Elle a pu constater combien la stratégie bien rodée des lobbies est efficace.
Résultat : « la réglementation a été adoptée avec trois ans de retard et n’est pas du tout à la hauteur de l’ambition de départ et des enjeux de santé publique ou de protection de l’environnement. »[7]
Un autre exemple révélateur de l’influence redoutable des lobbies : la propagande orchestrée par l’industrie de la viande et ses répercussions sur la politique agricole européenne.
La cellule investigation de Radio France révèle les coulisses de cette opération d’influence incroyable dans un podcast édifiant : Quand le lobby de la viande influence des scientifiques pour servir ses intérêts[8].
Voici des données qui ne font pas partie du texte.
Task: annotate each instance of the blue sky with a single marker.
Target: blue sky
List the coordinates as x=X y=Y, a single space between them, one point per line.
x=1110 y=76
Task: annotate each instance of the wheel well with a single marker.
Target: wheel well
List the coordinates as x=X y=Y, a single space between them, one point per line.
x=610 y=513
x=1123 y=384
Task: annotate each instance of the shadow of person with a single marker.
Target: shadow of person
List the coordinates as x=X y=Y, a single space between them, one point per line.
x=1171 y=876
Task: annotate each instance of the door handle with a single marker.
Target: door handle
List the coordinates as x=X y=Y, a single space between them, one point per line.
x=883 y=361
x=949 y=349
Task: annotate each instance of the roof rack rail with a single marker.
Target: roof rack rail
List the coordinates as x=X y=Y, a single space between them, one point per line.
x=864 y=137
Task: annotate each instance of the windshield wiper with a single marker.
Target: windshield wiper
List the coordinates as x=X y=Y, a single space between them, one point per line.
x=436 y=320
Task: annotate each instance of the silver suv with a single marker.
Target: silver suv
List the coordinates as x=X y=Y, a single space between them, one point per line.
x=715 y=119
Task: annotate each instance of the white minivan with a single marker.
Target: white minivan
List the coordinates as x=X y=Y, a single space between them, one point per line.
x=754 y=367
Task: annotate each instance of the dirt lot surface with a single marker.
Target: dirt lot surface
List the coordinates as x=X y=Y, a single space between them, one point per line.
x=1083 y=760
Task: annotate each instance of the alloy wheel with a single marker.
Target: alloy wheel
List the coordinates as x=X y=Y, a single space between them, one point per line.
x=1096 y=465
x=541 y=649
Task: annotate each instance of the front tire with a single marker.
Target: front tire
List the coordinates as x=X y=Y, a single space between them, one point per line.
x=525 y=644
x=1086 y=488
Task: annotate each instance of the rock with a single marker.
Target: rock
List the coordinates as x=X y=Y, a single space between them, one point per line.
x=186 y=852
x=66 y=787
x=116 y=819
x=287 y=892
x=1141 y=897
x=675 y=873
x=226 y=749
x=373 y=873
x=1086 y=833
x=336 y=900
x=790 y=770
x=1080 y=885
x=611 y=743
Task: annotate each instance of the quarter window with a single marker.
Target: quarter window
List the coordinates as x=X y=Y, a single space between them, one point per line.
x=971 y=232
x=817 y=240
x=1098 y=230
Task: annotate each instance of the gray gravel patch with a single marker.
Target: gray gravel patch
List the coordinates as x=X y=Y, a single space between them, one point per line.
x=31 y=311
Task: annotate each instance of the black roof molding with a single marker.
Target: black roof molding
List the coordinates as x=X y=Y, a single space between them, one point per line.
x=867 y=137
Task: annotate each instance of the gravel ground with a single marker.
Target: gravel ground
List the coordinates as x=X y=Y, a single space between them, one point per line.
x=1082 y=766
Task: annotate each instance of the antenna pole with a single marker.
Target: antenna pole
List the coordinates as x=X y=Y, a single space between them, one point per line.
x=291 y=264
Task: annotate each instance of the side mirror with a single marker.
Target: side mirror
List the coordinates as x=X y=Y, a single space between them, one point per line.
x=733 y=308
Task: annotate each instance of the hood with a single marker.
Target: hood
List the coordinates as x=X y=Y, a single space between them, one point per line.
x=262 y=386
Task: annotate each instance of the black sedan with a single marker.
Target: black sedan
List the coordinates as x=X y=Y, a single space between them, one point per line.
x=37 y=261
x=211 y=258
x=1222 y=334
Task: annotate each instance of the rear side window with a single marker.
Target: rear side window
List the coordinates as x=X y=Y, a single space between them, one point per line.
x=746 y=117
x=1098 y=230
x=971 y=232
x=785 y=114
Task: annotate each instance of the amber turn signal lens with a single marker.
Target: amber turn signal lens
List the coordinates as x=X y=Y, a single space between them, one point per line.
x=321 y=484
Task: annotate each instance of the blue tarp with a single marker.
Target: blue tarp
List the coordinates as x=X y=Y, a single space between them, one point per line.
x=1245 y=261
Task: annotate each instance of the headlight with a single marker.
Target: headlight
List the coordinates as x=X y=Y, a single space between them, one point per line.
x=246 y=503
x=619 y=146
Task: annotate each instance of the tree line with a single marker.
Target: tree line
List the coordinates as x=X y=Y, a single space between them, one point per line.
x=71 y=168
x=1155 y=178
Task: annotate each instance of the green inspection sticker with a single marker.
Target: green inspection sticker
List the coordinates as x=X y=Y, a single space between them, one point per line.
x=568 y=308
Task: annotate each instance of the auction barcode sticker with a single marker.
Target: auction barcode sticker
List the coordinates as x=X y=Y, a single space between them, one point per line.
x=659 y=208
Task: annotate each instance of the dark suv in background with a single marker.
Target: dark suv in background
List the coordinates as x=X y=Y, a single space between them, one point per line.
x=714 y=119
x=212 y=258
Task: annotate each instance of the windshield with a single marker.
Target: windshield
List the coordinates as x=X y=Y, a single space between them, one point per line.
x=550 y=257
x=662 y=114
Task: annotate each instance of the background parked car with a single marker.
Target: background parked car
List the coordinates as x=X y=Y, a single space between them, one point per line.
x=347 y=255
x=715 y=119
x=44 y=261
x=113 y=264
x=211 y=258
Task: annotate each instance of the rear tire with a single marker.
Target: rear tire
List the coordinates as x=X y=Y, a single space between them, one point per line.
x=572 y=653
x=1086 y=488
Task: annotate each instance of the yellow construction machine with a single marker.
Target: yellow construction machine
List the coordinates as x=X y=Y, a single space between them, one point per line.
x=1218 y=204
En octobre 2022, des chercheurs du monde entier publient une tribune sous forme d’appel, intitulée « La Déclaration de Dublin »[9].
Ces spécialistes des sciences animales et agricoles y font la promotion des avantages nutritionnels et sanitaires des produits d’origine animale (viande, œufs, produits laitiers).
En s’appuyant sur des « preuves scientifiques solides », ils appellent à « accroître leur disponibilité », affirmant être victimes de simplifications, de raccourcis, et de partis-pris fanatiques.
Ce document présente tous les attraits d’une déclaration consensuelle et scientifiquement inattaquable.
Tout y est pour une crédibilité maximum : soutiens institutionnels, couverture médiatique internationale et même approbation par des responsables politiques européens.
Le grain de sable, c’est que des chercheurs du CNRS et d’autres instituts scientifiques se sont penchés de près sur le contenu de ce manifeste et ses auteurs.
Leurs conclusions sont parues dans un article intitulé : « La Déclaration de Dublin : un gain pour l’industrie de la viande, une perte pour la science ».[10]
Elles soulignent entre autres « la négligence de questions telles que la surconsommation de viande dans les pays à revenu élevé et la domination de la production animale industrielle, minimisant ainsi les risques et les préjudices associés ».
Deux camps s’affrontent de façon claire, et la guerre risque d’être longue et mouvementée.
Espérons qu’elle ne laissera pas trop de victimes derrière elle…
En conclusion, je vous livre le constat accablant tiré par Karen Evans-Reeves et Britta Matthes de l’Université de Bath :
« Toutes les activités d’intimidation que nous avons identifiées ont eu un effet dissuasif sur d’importants travaux de santé publique. »
Inquiétant, non ?
N’hésitez pas à partager votre avis sur cette question qui nous concerne tous.
J’attends vos commentaires avec impatience et curiosité !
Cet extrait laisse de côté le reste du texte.